Dr. Patricia Morgan (she/her) has dedicated her life and career to creating more inclusive and equitable workplaces, schools, and communities. She is an innovative and passionate leader with a heart for access and inclusion. With her deep understanding of belonging, she brings a unique perspective to her work, helping organizations address systemic barriers and creating a more welcoming and inclusive environment for all. Her work includes conducting organizational assessments and roadmaps, designing and delivering Diversity, Equity, and Inclusion (DEI) & Leadership Development training programs, and providing ongoing coaching and support to leadership teams. She’s written several publications and has conducted numerous studies and presentations on DEI, Culturally Responsive Organizations, and Organizational Development at local, national, and international conferences and speaking engagements. In her spare time, Dr. Morgan serves as a board member for several educational organizations, binge-watches comedies, and is an avid traveler and foodie.
The Road to NAAEE Higher Education Accreditation: A Map for Success
Presenters: Rebecca L. Franzen, University of Wisconsin-Stevens Point, Wisconsin Center for Environmental Education; Billy Bennett, Kentucky Environmental Education Council; Patty Born, Hamline University School of Education; Howard Drossman, Catamount Center/TREE Semester; Lucy R. McClain, Shaver's Creek Environmental Center, Penn State University; Bora Simmons, National Project for Excellence in Environmental Education
Maybe you've been debating about accrediting your college or university EE program. Here's a great opportunity to make some headway!
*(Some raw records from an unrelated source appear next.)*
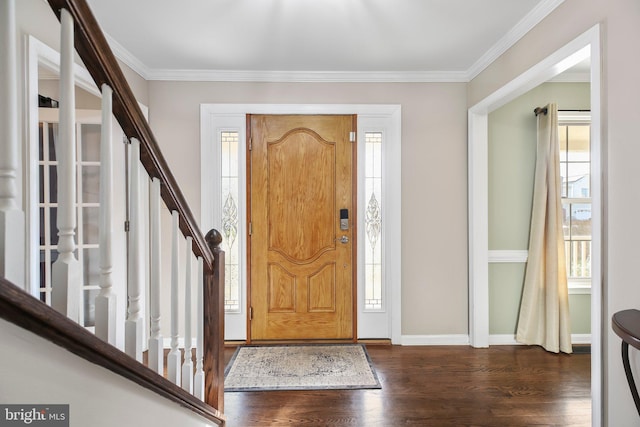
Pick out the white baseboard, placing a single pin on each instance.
(508, 339)
(460, 339)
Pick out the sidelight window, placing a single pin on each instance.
(575, 169)
(374, 285)
(229, 142)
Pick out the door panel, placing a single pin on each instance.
(301, 273)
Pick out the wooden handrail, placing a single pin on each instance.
(93, 48)
(20, 308)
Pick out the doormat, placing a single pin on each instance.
(300, 367)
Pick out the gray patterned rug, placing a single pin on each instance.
(300, 367)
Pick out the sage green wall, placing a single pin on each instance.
(512, 156)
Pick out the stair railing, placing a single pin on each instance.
(81, 33)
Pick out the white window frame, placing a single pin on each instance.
(384, 324)
(577, 286)
(39, 55)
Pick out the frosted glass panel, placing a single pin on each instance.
(229, 142)
(374, 284)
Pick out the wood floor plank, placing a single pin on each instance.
(437, 386)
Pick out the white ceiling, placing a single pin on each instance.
(397, 40)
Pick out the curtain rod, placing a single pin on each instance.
(543, 110)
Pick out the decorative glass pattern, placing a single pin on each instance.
(374, 283)
(229, 142)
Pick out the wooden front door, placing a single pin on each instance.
(301, 274)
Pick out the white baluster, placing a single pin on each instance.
(174, 356)
(187, 366)
(198, 380)
(156, 348)
(134, 322)
(106, 300)
(66, 272)
(12, 259)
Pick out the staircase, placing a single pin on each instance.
(57, 311)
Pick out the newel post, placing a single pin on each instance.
(12, 222)
(214, 324)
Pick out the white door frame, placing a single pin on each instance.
(385, 118)
(584, 46)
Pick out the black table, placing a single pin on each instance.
(626, 324)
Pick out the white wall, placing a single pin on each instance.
(620, 25)
(35, 371)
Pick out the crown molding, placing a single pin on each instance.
(532, 19)
(128, 58)
(572, 77)
(309, 76)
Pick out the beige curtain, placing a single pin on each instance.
(544, 310)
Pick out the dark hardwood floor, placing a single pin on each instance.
(437, 386)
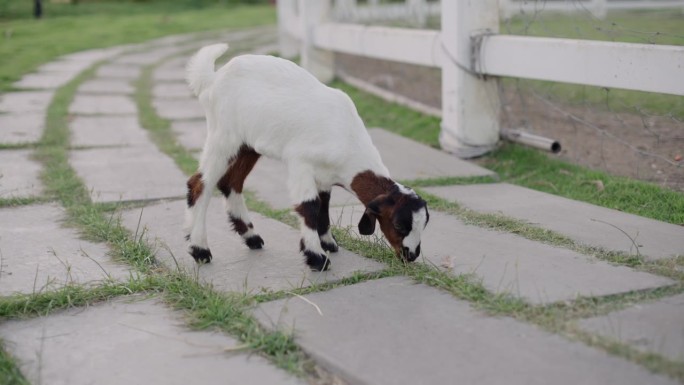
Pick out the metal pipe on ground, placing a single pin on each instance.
(531, 140)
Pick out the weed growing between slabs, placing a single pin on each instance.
(555, 318)
(530, 168)
(9, 369)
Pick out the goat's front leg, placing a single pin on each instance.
(231, 185)
(303, 189)
(328, 242)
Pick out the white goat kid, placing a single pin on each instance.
(262, 105)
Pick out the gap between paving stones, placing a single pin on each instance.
(180, 292)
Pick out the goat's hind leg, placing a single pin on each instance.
(328, 242)
(200, 186)
(231, 185)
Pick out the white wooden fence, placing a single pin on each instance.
(471, 55)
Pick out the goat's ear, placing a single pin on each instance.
(367, 222)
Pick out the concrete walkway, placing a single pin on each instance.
(383, 331)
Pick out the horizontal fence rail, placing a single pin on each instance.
(641, 67)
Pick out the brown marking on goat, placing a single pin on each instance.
(239, 225)
(239, 167)
(195, 188)
(309, 211)
(381, 193)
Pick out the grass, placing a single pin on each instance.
(27, 43)
(207, 309)
(556, 318)
(530, 168)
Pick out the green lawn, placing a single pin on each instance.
(26, 43)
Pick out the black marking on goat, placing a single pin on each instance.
(309, 211)
(330, 247)
(200, 255)
(239, 226)
(195, 188)
(254, 242)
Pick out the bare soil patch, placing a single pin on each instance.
(635, 145)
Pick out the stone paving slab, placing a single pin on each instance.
(190, 133)
(278, 266)
(506, 263)
(392, 331)
(119, 71)
(407, 159)
(21, 128)
(267, 181)
(128, 174)
(269, 176)
(580, 221)
(131, 341)
(169, 74)
(106, 86)
(45, 80)
(102, 104)
(89, 131)
(178, 109)
(169, 90)
(656, 327)
(19, 175)
(39, 254)
(25, 102)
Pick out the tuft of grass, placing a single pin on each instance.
(401, 120)
(527, 167)
(23, 201)
(9, 369)
(451, 181)
(28, 43)
(21, 306)
(230, 313)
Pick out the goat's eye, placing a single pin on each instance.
(401, 230)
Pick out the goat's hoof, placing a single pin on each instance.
(330, 247)
(317, 262)
(200, 255)
(254, 242)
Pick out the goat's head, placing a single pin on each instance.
(402, 215)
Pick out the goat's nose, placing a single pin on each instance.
(408, 255)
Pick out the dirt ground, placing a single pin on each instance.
(621, 143)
We'll provide critical information, including an in-depth review of standards, strategies for incorporating them into curriculum, sample assessments, and models from faculty members who are accredited.
There will be some work time for you to put what you learn into action and for you to ask one-on-one questions of presenters. Presenters have been through the accreditation process, and some have reviewed accreditation materials from other institutions. Whether you're curious about accreditation or are almost ready to submit your materials, take advantage of this time to move forward in your accreditation efforts!